Violet Woods, are you some male, Republican hack pretending to be Wiccan?
john f.:If I was still an active mebmer of The Church of Jesus Christ of Latter-day Saints, I would indeed be averse to him becoming the most recognized public face of the faith. First, he would further reinforce the stereotype that LDS are, as Seth so well put it, narrow-minded conservative throwbacks. Given that I did not fit that stereotype while I was an active mebmer of the LDS church, I hate to see that stereotype reinforced on a rather grand scale. Second, he has repeatedly changed his publicly-stated views on a variety of issues, each time conveniently to fit the demographic wherein he is running for office. He has done this so often, that I am unable to conclude that he is an honest man. I would be concerned that he might commit an unethical act, which would, due to his position, reflect badly upon the LDS church.Third, he has made more than one public statement which I would frankly expect faithful LDS to find offensive.

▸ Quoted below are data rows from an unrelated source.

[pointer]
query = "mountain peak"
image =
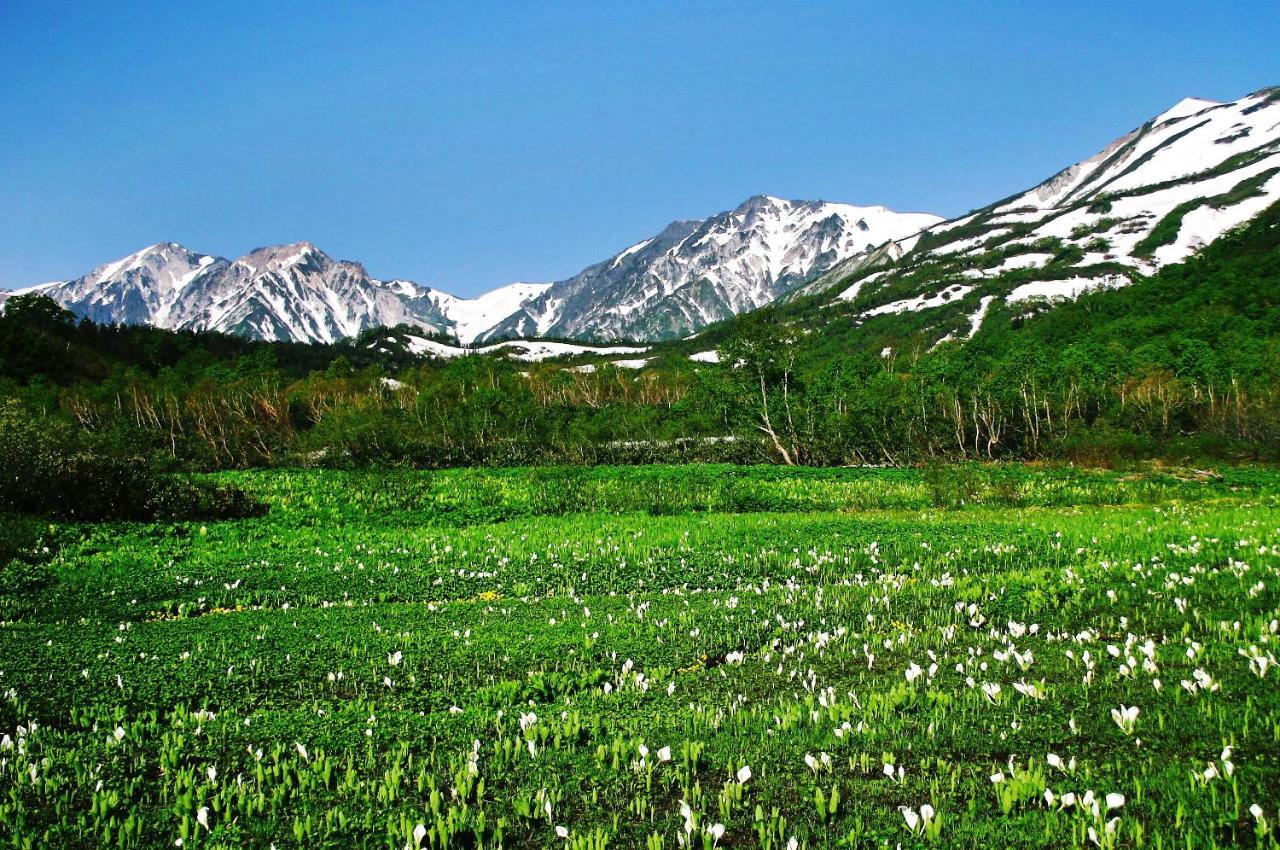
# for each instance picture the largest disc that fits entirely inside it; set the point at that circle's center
(1184, 108)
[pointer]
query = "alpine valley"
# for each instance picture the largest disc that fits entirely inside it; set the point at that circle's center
(1155, 196)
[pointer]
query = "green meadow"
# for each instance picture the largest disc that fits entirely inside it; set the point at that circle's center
(654, 657)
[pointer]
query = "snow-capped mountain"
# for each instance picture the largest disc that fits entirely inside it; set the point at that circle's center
(672, 284)
(140, 288)
(1155, 196)
(293, 292)
(695, 273)
(469, 318)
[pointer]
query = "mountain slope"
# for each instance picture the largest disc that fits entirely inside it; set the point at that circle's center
(695, 273)
(1152, 197)
(287, 293)
(689, 275)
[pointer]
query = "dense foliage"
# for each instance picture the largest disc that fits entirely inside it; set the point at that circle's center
(1184, 365)
(656, 657)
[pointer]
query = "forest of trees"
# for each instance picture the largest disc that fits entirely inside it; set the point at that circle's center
(1180, 365)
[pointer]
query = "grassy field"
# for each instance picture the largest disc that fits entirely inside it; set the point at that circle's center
(656, 657)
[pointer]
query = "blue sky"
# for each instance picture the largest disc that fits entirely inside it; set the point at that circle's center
(470, 145)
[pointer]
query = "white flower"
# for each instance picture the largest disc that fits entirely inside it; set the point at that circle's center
(1125, 717)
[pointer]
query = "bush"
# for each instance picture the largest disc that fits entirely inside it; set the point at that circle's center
(51, 470)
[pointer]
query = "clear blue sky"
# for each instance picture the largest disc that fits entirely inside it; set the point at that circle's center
(470, 145)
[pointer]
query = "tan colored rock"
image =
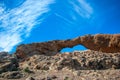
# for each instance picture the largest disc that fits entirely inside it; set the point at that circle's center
(99, 42)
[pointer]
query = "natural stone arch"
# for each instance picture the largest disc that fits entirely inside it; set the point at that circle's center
(75, 48)
(100, 42)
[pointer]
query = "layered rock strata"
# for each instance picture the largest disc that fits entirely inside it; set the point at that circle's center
(99, 42)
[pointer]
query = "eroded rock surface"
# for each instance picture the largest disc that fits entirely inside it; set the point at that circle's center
(100, 42)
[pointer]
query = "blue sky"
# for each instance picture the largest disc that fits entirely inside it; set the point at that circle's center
(27, 21)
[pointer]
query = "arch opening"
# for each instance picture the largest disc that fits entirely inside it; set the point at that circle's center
(75, 48)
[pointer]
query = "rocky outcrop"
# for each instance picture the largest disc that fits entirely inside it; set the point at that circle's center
(100, 42)
(7, 62)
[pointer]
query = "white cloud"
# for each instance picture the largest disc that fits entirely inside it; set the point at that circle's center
(82, 8)
(20, 21)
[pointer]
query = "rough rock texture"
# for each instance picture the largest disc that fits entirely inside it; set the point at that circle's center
(100, 42)
(7, 62)
(79, 65)
(44, 61)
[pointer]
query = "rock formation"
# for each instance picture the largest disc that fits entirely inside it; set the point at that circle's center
(44, 61)
(99, 42)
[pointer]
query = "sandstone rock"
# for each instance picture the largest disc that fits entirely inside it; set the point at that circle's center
(100, 42)
(30, 78)
(8, 63)
(11, 75)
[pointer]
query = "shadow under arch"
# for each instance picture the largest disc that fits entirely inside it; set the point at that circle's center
(75, 48)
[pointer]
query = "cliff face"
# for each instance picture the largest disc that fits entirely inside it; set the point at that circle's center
(100, 42)
(44, 61)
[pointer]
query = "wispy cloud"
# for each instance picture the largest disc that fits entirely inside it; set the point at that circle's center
(82, 8)
(20, 21)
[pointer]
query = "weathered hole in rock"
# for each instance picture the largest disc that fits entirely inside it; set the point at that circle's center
(75, 48)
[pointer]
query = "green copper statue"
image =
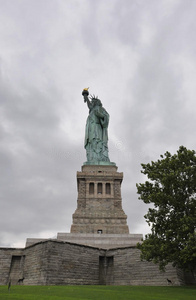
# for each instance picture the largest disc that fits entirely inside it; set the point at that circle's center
(96, 135)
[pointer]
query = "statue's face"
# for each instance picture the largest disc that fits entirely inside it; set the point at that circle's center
(96, 102)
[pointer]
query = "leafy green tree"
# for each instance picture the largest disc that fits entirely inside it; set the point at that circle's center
(171, 189)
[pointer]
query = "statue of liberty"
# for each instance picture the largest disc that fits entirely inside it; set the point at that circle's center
(96, 134)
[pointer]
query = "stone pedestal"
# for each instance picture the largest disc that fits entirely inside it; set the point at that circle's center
(99, 204)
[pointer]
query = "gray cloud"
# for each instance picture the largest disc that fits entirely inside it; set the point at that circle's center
(138, 56)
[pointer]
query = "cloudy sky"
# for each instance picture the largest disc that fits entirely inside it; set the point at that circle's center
(138, 56)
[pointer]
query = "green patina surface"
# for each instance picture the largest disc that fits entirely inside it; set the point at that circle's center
(96, 133)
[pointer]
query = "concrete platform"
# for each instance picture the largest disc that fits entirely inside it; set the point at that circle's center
(103, 241)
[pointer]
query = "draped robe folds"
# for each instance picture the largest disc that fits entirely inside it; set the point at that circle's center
(96, 135)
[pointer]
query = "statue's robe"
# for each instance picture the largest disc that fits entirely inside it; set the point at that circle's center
(96, 134)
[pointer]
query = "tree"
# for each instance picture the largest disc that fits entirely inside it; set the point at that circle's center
(171, 189)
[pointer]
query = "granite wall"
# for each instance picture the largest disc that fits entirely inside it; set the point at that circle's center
(55, 262)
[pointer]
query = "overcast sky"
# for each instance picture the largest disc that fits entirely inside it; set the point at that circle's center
(138, 56)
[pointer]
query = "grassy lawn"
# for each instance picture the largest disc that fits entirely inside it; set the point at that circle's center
(97, 293)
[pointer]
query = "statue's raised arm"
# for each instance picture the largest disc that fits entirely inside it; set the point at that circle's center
(85, 94)
(96, 134)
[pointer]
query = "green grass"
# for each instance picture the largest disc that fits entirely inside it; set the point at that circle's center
(97, 293)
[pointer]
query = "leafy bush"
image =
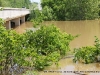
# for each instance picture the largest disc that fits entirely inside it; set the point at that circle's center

Take, for example, his public joke that he believes marriage should be between a man and a woman, and another woman, etc. Take, for another example, his recent comment that he couldn’t imagine anything more awful than polygamy. I don’t care that the majority of modern LDS would probably leave the church if plural marriage came back. Romney has shown, by his words, that he is completely willing to mock and/or repudiate principles which have been sacred to mebmers of the LDS church, not to mention his own ancestors. This one makes me angry even as a FORMER mebmer of the LDS church.Fourth, Romney represents the so-called gospel of prosperity, which is already far too rampant in LDS culture. Seeing an extremely wealthy mebmer of the church elevated to such a position would only exacerbate that problem, I believe.Fifth, Romney’s political views are, in my opinion, incongruent with those of a person who allegedly believes the U.S. Constitution was divinely inspired.I could go on, but this should be enough to make it clear that I’m not making a mere knee-jerk reaction here.